# Ansul?



## 89plumbum (May 14, 2011)

Does anyone know if there is a way to have the plunger stay open so I can get air to the entire system for test?

In the past, I just pumped everything up before Ansul was installed, but the mechanical inspector said he wanted the Ansul in for the test.

Thanks in advance.


----------



## Toli (Nov 7, 2015)

Pull out the stem with a pair of pliers and lock a pair of vise grips on the stem next to the valve so it can't go back in.


----------



## 89plumbum (May 14, 2011)

Gotcha, I must been using my gentle hands because it felt like it was gonna break or pull out. I'll give it a shot Monday. Thanks


----------



## Plumbus (Aug 4, 2008)

Why not put a test on both sides of the valve?


----------



## rwh (Dec 17, 2014)

Jumper the signal to that solenoid. Or trip the alarm. Or energize solenoid


----------



## 89plumbum (May 14, 2011)

Plumbus said:


> Why not put a test on both sides of the valve?


This is plan B for Monday morning.


"Jumper the signal to that solenoid. Or trip the alarm. Or energize solenoid"

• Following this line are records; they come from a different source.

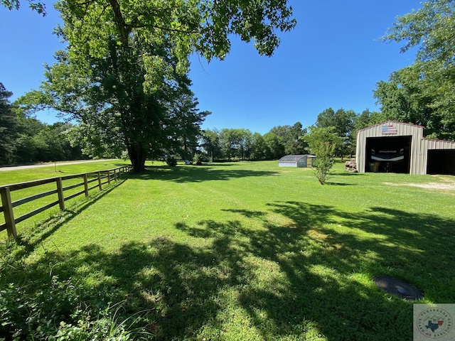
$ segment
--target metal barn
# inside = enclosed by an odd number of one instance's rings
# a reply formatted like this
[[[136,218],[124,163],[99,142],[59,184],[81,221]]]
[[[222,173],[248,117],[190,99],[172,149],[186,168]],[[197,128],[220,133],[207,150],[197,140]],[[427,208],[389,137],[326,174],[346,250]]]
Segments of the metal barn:
[[[357,170],[455,175],[455,142],[424,137],[424,127],[386,121],[357,132]]]
[[[279,167],[313,167],[314,155],[287,155],[278,161]]]

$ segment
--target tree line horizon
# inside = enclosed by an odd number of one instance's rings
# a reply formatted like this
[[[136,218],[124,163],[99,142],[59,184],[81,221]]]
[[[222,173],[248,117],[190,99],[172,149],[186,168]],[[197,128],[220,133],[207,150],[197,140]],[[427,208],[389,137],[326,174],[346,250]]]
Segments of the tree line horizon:
[[[11,112],[17,112],[23,125],[46,108],[77,122],[57,134],[67,136],[71,148],[80,146],[90,157],[127,156],[136,172],[144,170],[146,159],[164,156],[260,160],[305,153],[309,151],[301,137],[320,128],[330,128],[341,139],[337,155],[352,155],[354,129],[388,119],[424,126],[427,137],[454,140],[454,2],[424,2],[419,10],[397,17],[383,37],[403,42],[403,52],[417,47],[418,53],[414,64],[376,84],[373,96],[380,112],[328,108],[314,126],[304,128],[298,121],[262,136],[244,129],[202,131],[210,112],[198,109],[190,90],[188,56],[196,53],[208,61],[223,60],[233,36],[252,40],[260,55],[272,56],[280,43],[277,32],[296,24],[287,1],[175,0],[171,6],[165,0],[112,0],[105,5],[59,1],[55,7],[63,23],[55,33],[66,48],[55,52],[54,64],[45,65],[46,80],[14,105],[2,85],[0,163],[20,158],[9,147],[18,151],[24,145]],[[20,4],[18,0],[0,4],[9,9]],[[30,6],[46,13],[41,1]]]

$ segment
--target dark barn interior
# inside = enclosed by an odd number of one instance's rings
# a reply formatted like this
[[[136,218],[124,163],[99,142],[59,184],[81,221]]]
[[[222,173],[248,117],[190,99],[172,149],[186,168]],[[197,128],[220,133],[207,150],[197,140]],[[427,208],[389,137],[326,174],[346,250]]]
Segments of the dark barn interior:
[[[427,174],[455,175],[455,149],[429,149]]]
[[[365,172],[409,173],[412,136],[368,137]]]

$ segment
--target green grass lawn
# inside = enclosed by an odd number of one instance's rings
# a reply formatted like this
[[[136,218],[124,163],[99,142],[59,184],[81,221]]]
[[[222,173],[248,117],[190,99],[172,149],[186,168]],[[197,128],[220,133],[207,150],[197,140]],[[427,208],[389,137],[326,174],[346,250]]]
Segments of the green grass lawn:
[[[155,163],[18,227],[0,285],[31,297],[71,278],[79,306],[120,303],[119,320],[140,315],[151,340],[412,340],[413,303],[373,277],[455,303],[455,190],[410,185],[452,182],[339,163],[322,186],[277,161]]]

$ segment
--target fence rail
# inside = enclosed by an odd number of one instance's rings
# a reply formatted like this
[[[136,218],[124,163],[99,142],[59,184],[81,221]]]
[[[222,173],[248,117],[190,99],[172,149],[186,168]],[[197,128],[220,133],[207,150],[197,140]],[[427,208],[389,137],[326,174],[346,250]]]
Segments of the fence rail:
[[[102,185],[105,184],[109,185],[111,181],[117,180],[122,175],[125,173],[130,172],[132,170],[132,166],[124,166],[117,168],[109,169],[106,170],[97,170],[95,172],[84,173],[81,174],[75,174],[73,175],[59,176],[55,178],[49,178],[47,179],[36,180],[33,181],[28,181],[25,183],[14,183],[11,185],[6,185],[4,186],[0,186],[0,195],[1,196],[1,206],[0,206],[0,212],[3,212],[5,222],[0,224],[0,232],[5,229],[8,232],[8,235],[14,238],[17,238],[17,231],[16,229],[16,224],[23,222],[23,220],[28,219],[38,213],[42,212],[46,210],[48,210],[53,206],[58,205],[60,210],[65,210],[65,202],[72,199],[81,194],[85,194],[85,197],[89,195],[89,191],[98,188],[100,190],[102,190]],[[89,175],[95,175],[92,179],[89,179]],[[70,179],[77,179],[81,178],[82,182],[76,184],[69,185],[66,187],[63,186],[63,181]],[[93,183],[96,183],[92,185]],[[55,184],[55,189],[51,190],[47,190],[46,192],[39,193],[38,194],[24,197],[16,201],[11,201],[11,193],[23,190],[25,188],[30,188],[33,187],[39,186],[46,184]],[[78,190],[77,192],[65,196],[65,192],[70,190],[82,188],[83,189]],[[26,214],[24,214],[17,218],[14,217],[14,208],[21,206],[21,205],[31,202],[32,201],[41,199],[42,197],[47,197],[57,194],[58,200],[53,201],[44,206],[32,210]]]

Low voltage guys were there but not finished yet.


----------



## wyrickmech (Mar 16, 2013)

Just wait until the valve is energized. You will have a test to show the valve operates anyway. So just test the gas and get it approved the day before operational test for the fire department.


----------



## 89plumbum (May 14, 2011)

Was up fellas! Cricket got me back in! 

What I thought was the stem not holding was a leak right above my head. (Back charge! And I think I'm losing my hearing)

Some dummy put a self tapper in it and didn't tell anyone. Could you imagine if it was charged with gas...


----------



## moonapprentice (Aug 23, 2012)

Self tapper? What were the intentions behind that?


----------



## Plumbus (Aug 4, 2008)

You've got to really want to sink a self tapper to pierce sch 40. If the pipe was running vertical, how could he confuse it with a stud. Did the moron hit it more than once?


----------



## 89plumbum (May 14, 2011)

moonapprentice said:


> Self tapper? What were the intentions behind that?


I guess he thought it was a stud? He did warn one of the electricians that there was some hard metal in the wall. ?


----------



## 89plumbum (May 14, 2011)

Plumbus said:


> You've got to really want to sink a self tapper to pierce sch 40. If the pipe was running vertical, how could he confuse it with a stud. Did the moron hit it more than once?


He almost pierced it twice. I guess he wanted to make sure?

I like how the job super seemed surprised when I had him sign a 'field directive'.


----------



## Plumber (Jan 18, 2009)

Sounds like something I would do. I'll put a little muscle into it and I'll drill you a hole, easy peasy.

I had a supervisor who was a fat guy. He would lean into the drill and kinda hug it in case it kicked back. He could out drill anyone on any crew and not break a sweat.


----------